As a baseball fan, there have been a few statements this year that have made me feel some type of way. The first being that "Yadier Molina is retired now", and the second being "The Yankees aren't going to make the postseason". While the later truly irks me, I think it's a safe bet to say that this one hurts all baseball fans...

“Shohei Ohtani has a torn UCL and will not pitch for the rest of the season”.

Brutal news for both the upcoming AL MVP, and for the Angels organization, but what does this mean for Shohei?

Heading into a massive contract year, this news definitely will hurt his chances of being in the $500-$800 million range for his new contract this off-season. This was the offseason that Shohei was going break every single record in the sport, perhaps forever. We could never see another player like Shohei Ohtani. The last guy we have seen like this was Babe Ruth.

Speaking of Ruth, what occurred when he was traded to the Yankees for Boston owner’s Harry Frazee’ failed Broadway show? Ruth had to make a choice, are you a pitcher or a hitter full time? Prior to joining the Yankees, Ruth was an old school two way player. Meaning, back in that time, the rule was pitchers hit only when they were on the mound.

PC: The Diary of Myles Thomas, Babe Ruth in a crown

Ruth pitched from 1914-1919 amassing a stat line of 2.28 ERA/2.81 FIP/1.159 WHIP. After those illustrious years, Ruth pitched here and there for the Yankees. Once in 1920, twice in 1921 and then another two times at the back end of his career.

New York Times, Babe pitching

What was the perception of Ruth after the move to full time bat? Well, he’s regarded as the greatest player that has ever played the game.

Throughout Ohtani’s career, the pitching side was just never as dominant as the hitting side. Comparing the two, on the mound Shoehei has amassed a stat line of the following: 3.01/3.31/1.082. Very solid numbers on the mound, yet take a look at the offensive numbers: .274/.364/.557/147 OPS+ with 171 homers in 6 years.

Shohei has been nothing short of incredible since coming to the US, yet the man is more-so of a thrower rather than a pitcher. Sure, he has had many great appearances, and he boast an almost-sub three ERA for his career, yet he throws the ball hard. 39% of the time, his fastball is up to 97 and above this season.
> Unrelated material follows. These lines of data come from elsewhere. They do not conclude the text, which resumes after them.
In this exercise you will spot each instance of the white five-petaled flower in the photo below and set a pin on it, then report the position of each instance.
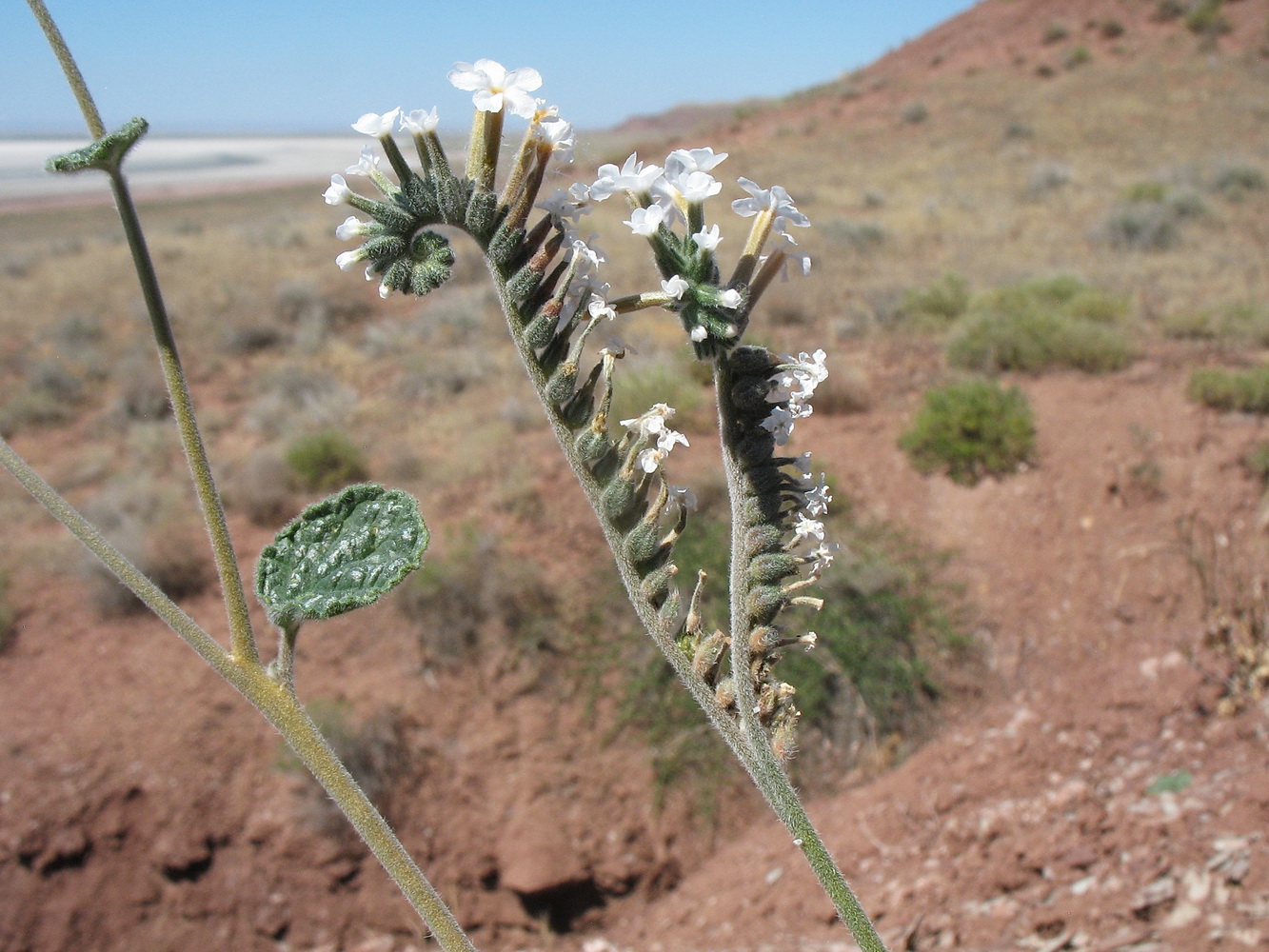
(377, 125)
(804, 527)
(420, 122)
(349, 228)
(646, 221)
(773, 200)
(599, 307)
(366, 164)
(780, 425)
(347, 259)
(707, 239)
(339, 192)
(494, 88)
(692, 160)
(632, 177)
(822, 556)
(559, 135)
(684, 497)
(818, 498)
(675, 288)
(799, 376)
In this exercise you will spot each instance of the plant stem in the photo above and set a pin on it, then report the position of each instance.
(277, 703)
(69, 68)
(241, 636)
(763, 765)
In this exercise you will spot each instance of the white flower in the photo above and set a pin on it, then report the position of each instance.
(632, 177)
(675, 288)
(780, 425)
(818, 498)
(587, 259)
(599, 307)
(420, 122)
(799, 376)
(774, 200)
(650, 459)
(652, 421)
(707, 239)
(495, 89)
(787, 248)
(366, 164)
(822, 556)
(349, 228)
(684, 497)
(667, 440)
(692, 160)
(559, 135)
(646, 221)
(804, 527)
(377, 125)
(347, 259)
(339, 192)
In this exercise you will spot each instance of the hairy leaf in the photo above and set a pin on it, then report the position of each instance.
(342, 554)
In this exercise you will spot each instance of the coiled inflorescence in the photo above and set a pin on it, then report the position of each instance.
(555, 299)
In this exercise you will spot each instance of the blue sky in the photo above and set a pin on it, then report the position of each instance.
(288, 67)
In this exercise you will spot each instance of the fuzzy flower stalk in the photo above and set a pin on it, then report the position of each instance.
(551, 285)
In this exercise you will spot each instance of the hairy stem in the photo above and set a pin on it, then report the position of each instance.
(277, 703)
(69, 68)
(763, 765)
(241, 636)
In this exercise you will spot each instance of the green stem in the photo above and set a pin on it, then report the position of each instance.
(241, 636)
(763, 765)
(153, 598)
(275, 701)
(69, 68)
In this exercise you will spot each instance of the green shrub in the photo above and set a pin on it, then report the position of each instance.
(1033, 326)
(327, 461)
(938, 304)
(971, 429)
(1246, 391)
(887, 617)
(1237, 181)
(477, 597)
(664, 381)
(1077, 57)
(1146, 190)
(1257, 463)
(1207, 19)
(1241, 323)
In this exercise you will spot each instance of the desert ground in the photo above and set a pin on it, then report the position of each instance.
(1065, 738)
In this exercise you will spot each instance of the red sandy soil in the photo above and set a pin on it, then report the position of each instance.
(141, 806)
(141, 809)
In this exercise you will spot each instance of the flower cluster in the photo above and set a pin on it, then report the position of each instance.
(667, 208)
(551, 285)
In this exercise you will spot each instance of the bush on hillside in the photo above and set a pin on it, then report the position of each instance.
(1040, 324)
(1245, 391)
(971, 429)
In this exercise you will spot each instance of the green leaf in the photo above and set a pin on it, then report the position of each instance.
(342, 554)
(106, 154)
(1170, 783)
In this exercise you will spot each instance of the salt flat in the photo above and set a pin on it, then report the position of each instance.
(176, 166)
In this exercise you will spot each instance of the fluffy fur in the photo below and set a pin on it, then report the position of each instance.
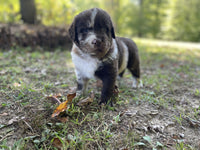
(97, 53)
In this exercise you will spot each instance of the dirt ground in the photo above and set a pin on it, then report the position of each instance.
(164, 114)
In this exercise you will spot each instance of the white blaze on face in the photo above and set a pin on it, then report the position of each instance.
(94, 13)
(89, 39)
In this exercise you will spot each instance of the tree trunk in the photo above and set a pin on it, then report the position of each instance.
(140, 32)
(28, 11)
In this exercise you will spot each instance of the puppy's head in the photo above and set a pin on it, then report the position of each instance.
(92, 31)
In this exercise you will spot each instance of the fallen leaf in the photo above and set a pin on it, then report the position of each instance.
(63, 106)
(54, 99)
(16, 84)
(71, 96)
(63, 119)
(87, 100)
(4, 114)
(57, 143)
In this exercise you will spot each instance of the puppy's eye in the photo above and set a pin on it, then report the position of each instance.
(85, 30)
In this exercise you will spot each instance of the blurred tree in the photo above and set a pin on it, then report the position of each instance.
(185, 22)
(28, 11)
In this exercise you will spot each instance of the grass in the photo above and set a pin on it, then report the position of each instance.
(152, 117)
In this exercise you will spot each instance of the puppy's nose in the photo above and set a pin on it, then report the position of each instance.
(96, 42)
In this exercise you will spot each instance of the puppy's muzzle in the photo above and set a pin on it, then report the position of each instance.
(96, 42)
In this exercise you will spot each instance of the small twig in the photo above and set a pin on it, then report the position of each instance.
(28, 125)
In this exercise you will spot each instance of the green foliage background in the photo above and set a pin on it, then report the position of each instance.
(163, 19)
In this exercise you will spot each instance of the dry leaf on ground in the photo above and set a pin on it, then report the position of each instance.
(87, 100)
(63, 106)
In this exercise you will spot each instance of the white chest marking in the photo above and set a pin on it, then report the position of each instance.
(85, 65)
(125, 58)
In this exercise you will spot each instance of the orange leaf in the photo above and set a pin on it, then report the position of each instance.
(71, 96)
(87, 100)
(63, 106)
(57, 143)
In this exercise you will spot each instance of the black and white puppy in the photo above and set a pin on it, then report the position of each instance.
(98, 53)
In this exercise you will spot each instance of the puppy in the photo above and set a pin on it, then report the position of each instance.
(98, 53)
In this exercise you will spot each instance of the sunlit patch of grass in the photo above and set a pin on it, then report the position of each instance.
(164, 71)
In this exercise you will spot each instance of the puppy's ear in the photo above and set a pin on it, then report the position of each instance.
(113, 32)
(73, 33)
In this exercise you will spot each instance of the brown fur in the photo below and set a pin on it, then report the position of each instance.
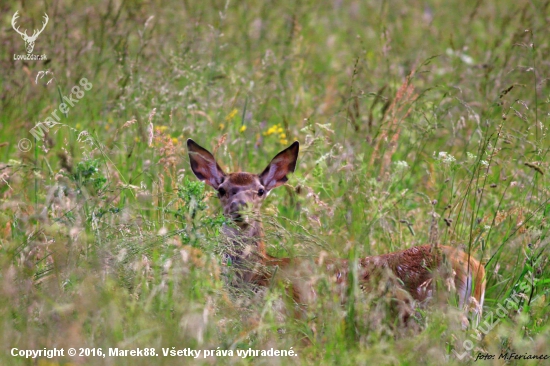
(241, 179)
(415, 268)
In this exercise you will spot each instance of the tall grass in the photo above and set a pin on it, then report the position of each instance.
(418, 121)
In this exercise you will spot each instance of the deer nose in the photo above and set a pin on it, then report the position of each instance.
(237, 205)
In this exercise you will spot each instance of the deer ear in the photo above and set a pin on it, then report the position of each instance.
(204, 165)
(282, 164)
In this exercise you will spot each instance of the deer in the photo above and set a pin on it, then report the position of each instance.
(29, 40)
(241, 195)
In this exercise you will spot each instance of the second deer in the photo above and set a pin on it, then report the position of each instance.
(242, 194)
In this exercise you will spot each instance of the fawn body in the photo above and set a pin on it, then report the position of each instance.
(242, 194)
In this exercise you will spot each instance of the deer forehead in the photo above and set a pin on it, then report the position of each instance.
(242, 180)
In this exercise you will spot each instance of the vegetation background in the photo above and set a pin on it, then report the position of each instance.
(419, 121)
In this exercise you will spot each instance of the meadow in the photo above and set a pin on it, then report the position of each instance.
(419, 122)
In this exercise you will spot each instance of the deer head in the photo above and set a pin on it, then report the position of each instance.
(241, 194)
(29, 40)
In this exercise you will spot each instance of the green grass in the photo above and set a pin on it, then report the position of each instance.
(416, 120)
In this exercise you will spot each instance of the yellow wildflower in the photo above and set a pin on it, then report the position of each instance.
(231, 115)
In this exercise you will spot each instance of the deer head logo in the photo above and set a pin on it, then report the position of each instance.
(29, 40)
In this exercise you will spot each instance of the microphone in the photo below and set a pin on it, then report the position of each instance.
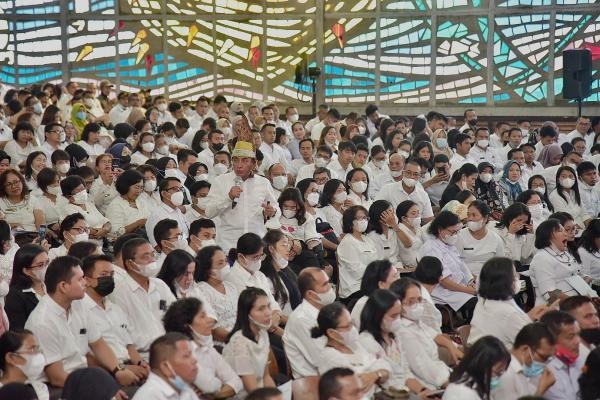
(236, 182)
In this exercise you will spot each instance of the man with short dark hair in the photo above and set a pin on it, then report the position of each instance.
(340, 384)
(173, 370)
(64, 330)
(301, 349)
(568, 361)
(527, 373)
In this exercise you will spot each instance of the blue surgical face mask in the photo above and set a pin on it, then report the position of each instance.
(494, 382)
(535, 369)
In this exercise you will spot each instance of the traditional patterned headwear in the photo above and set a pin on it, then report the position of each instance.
(244, 146)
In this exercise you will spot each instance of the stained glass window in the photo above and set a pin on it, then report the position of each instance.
(405, 52)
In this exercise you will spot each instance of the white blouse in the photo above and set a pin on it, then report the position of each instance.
(353, 256)
(248, 357)
(21, 213)
(122, 214)
(409, 255)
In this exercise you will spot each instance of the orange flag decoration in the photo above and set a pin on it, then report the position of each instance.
(141, 35)
(149, 60)
(339, 32)
(192, 33)
(254, 53)
(87, 49)
(120, 25)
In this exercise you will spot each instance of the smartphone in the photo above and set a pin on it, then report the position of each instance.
(42, 232)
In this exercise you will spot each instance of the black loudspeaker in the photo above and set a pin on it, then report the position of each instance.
(577, 73)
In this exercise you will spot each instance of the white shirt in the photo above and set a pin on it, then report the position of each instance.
(156, 388)
(118, 114)
(548, 271)
(421, 352)
(301, 349)
(213, 371)
(513, 383)
(112, 323)
(63, 337)
(453, 268)
(247, 215)
(502, 319)
(165, 212)
(241, 279)
(246, 356)
(122, 214)
(396, 194)
(144, 309)
(353, 256)
(475, 252)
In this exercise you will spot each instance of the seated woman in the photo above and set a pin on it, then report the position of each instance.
(211, 270)
(420, 342)
(127, 211)
(477, 243)
(283, 281)
(496, 313)
(566, 197)
(73, 189)
(21, 210)
(379, 274)
(215, 377)
(553, 266)
(22, 361)
(247, 348)
(354, 252)
(516, 231)
(457, 286)
(344, 349)
(357, 182)
(479, 371)
(301, 229)
(27, 284)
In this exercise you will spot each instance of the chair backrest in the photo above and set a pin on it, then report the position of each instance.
(306, 388)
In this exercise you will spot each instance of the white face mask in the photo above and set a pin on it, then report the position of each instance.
(567, 183)
(326, 298)
(177, 198)
(340, 197)
(220, 169)
(536, 210)
(280, 182)
(149, 270)
(289, 214)
(392, 326)
(410, 182)
(63, 168)
(80, 197)
(414, 312)
(150, 185)
(312, 199)
(222, 273)
(164, 150)
(148, 147)
(358, 187)
(474, 226)
(361, 225)
(34, 365)
(485, 177)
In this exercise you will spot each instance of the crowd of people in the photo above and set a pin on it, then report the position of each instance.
(158, 249)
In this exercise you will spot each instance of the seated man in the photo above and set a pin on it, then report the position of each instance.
(527, 374)
(340, 384)
(65, 331)
(173, 370)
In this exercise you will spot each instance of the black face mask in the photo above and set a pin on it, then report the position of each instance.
(106, 285)
(218, 146)
(591, 335)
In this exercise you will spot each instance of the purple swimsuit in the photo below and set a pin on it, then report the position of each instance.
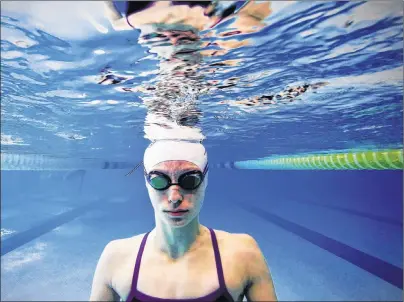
(221, 294)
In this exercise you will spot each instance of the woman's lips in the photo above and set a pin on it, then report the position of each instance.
(177, 213)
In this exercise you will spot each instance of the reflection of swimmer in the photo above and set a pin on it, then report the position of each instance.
(179, 252)
(199, 15)
(287, 95)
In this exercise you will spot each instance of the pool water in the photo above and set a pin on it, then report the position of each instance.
(85, 100)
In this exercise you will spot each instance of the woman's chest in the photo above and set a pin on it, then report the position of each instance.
(194, 276)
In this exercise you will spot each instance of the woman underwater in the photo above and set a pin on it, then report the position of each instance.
(181, 259)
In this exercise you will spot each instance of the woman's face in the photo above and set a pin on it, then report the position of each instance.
(175, 205)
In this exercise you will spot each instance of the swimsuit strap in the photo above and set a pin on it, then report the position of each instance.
(218, 261)
(138, 260)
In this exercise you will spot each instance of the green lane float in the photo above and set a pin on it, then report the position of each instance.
(391, 159)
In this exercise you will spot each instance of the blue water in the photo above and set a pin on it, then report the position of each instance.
(326, 235)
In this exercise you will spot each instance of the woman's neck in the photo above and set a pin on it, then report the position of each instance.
(176, 241)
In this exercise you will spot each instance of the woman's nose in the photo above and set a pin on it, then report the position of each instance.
(174, 194)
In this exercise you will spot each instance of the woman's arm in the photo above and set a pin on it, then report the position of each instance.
(101, 288)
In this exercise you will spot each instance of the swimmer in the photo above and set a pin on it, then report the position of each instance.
(181, 258)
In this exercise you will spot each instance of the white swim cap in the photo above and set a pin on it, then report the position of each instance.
(164, 150)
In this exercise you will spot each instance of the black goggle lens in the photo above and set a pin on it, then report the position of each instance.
(190, 181)
(186, 181)
(159, 182)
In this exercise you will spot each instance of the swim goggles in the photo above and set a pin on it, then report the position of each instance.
(190, 180)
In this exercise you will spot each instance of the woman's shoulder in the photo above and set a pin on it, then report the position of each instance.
(236, 241)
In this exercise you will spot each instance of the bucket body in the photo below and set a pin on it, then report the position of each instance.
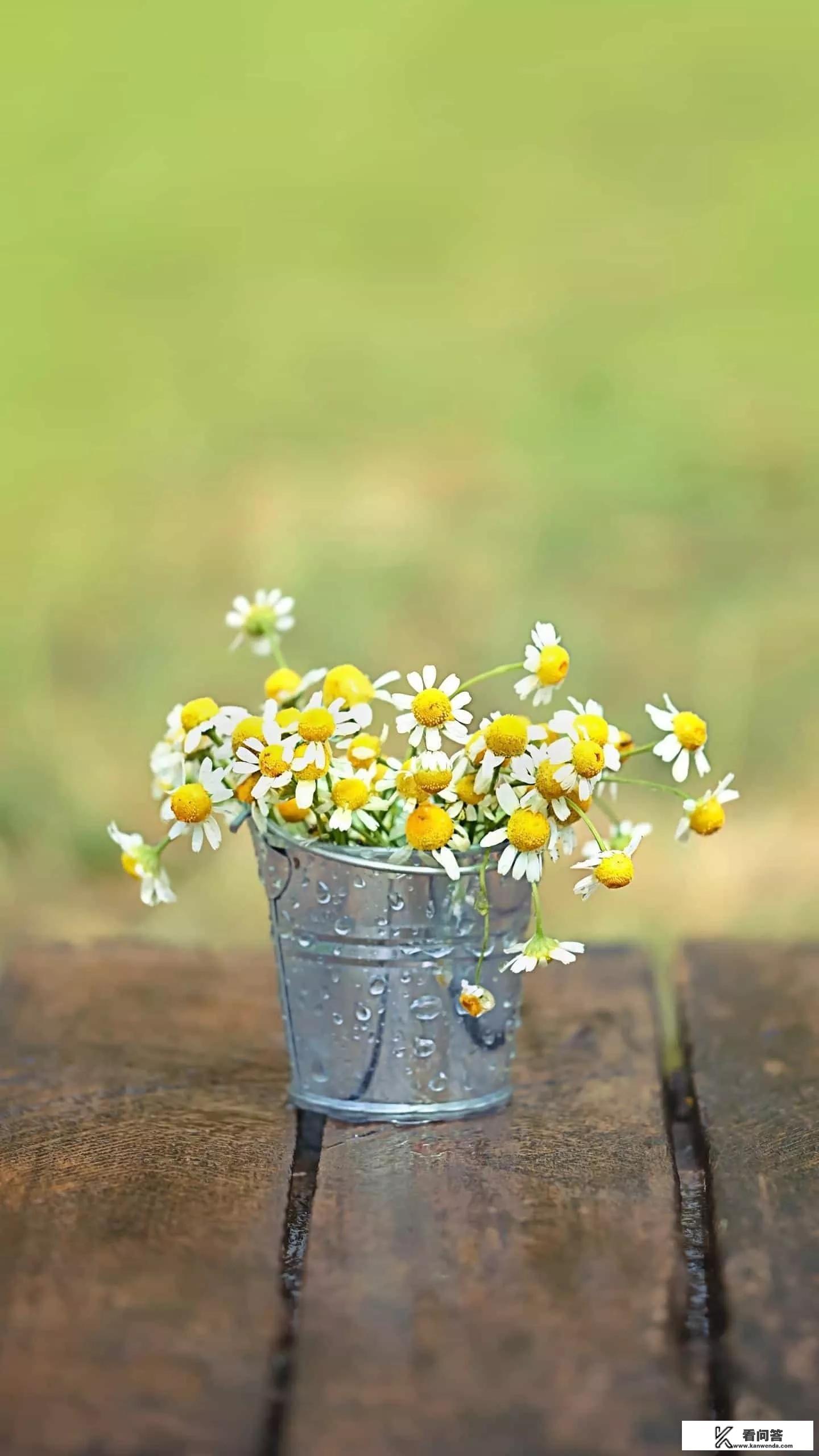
(371, 958)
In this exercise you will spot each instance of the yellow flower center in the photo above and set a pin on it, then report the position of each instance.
(475, 1001)
(288, 717)
(197, 713)
(615, 871)
(250, 727)
(244, 791)
(191, 804)
(429, 828)
(528, 830)
(432, 708)
(588, 758)
(545, 783)
(595, 727)
(691, 730)
(315, 726)
(465, 789)
(273, 762)
(707, 817)
(282, 683)
(432, 781)
(308, 772)
(506, 736)
(553, 666)
(349, 683)
(363, 749)
(291, 812)
(350, 794)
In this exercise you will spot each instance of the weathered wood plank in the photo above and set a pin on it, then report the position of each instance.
(503, 1285)
(754, 1021)
(144, 1151)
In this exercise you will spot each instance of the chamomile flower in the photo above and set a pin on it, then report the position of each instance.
(545, 663)
(142, 862)
(543, 948)
(260, 621)
(309, 739)
(547, 792)
(260, 755)
(284, 683)
(354, 689)
(190, 723)
(527, 833)
(431, 829)
(353, 799)
(577, 762)
(500, 739)
(685, 736)
(193, 807)
(613, 868)
(432, 710)
(474, 999)
(589, 719)
(706, 816)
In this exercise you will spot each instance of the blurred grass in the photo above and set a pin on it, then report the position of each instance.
(442, 316)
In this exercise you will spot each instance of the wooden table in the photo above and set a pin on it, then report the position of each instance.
(185, 1267)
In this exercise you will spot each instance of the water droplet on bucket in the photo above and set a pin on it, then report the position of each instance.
(426, 1008)
(423, 1046)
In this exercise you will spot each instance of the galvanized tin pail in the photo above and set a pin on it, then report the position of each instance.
(371, 960)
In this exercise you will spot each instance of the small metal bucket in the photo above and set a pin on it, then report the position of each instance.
(371, 960)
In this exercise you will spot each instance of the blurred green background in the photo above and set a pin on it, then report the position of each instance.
(442, 316)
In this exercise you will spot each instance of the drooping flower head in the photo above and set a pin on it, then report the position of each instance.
(685, 736)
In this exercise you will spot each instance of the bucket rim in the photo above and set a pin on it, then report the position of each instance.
(375, 859)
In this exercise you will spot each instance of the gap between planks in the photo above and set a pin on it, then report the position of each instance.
(698, 1321)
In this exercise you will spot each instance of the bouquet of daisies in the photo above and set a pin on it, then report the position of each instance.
(314, 762)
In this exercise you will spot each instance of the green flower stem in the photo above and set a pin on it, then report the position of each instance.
(493, 672)
(537, 909)
(646, 784)
(483, 906)
(588, 823)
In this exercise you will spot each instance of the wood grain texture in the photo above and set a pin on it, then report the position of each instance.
(144, 1152)
(503, 1285)
(754, 1021)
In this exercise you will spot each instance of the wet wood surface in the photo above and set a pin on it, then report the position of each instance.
(504, 1285)
(144, 1151)
(754, 1024)
(188, 1270)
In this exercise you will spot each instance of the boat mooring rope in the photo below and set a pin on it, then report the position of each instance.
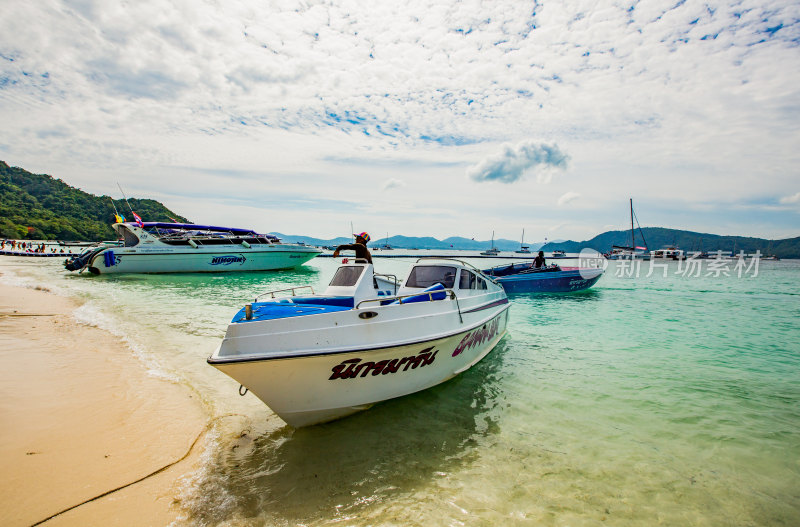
(160, 470)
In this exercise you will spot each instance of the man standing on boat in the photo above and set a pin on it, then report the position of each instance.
(360, 247)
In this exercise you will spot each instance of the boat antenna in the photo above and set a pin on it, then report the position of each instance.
(124, 196)
(633, 241)
(116, 213)
(639, 226)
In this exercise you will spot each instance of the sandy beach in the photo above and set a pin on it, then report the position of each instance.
(80, 416)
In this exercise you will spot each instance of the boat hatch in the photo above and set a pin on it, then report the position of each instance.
(130, 239)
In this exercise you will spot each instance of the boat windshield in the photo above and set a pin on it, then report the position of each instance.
(130, 239)
(347, 276)
(428, 275)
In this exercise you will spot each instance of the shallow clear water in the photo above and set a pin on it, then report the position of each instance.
(652, 399)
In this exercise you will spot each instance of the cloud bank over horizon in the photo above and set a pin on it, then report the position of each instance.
(683, 106)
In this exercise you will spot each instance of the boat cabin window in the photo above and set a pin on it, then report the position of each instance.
(347, 276)
(427, 275)
(130, 238)
(468, 280)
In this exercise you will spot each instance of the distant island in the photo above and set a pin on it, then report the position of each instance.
(657, 237)
(40, 207)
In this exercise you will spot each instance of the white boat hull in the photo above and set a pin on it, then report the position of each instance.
(201, 260)
(315, 388)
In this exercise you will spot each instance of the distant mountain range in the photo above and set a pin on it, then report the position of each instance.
(659, 237)
(656, 238)
(38, 206)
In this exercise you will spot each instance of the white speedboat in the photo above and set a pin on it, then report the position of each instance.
(315, 358)
(188, 248)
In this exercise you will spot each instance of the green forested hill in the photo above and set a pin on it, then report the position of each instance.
(40, 207)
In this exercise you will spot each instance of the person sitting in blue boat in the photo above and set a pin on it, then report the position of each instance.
(360, 247)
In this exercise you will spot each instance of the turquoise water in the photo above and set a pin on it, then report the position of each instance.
(672, 400)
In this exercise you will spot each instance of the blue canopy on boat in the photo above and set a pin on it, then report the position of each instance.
(195, 227)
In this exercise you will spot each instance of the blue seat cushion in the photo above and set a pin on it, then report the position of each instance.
(273, 310)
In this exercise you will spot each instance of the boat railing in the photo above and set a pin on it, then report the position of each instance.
(448, 293)
(389, 278)
(293, 290)
(462, 262)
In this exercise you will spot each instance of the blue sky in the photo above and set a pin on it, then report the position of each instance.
(417, 118)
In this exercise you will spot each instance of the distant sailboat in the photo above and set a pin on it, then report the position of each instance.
(622, 252)
(493, 251)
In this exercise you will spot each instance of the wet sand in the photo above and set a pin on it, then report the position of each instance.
(80, 416)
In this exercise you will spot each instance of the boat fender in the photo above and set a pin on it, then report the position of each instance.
(108, 259)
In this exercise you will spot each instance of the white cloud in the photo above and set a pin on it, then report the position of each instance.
(513, 162)
(393, 183)
(794, 198)
(566, 198)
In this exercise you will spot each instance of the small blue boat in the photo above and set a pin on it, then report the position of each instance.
(524, 278)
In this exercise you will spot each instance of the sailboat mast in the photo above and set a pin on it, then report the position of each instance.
(633, 243)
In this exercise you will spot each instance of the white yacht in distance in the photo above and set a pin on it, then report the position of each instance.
(153, 247)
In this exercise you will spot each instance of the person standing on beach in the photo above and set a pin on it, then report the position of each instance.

Ohtani’s K percentage for 2023 is currently within the 93rd percentile. That's a lot of baseball jargon, but ultimately it mean he strikes out a ton of batters. However, it also means he throws more pitches than the average pitcher to do so.

Regardless of what occurs, Ohtani is entering a season of change for him. He could stay back in LA, and build something with the Angels, or he could go and try for a contract north of $600 million and ten plus years. The question now is, who will pay him with questions of his health and positional situations moving forward. Only time will tell.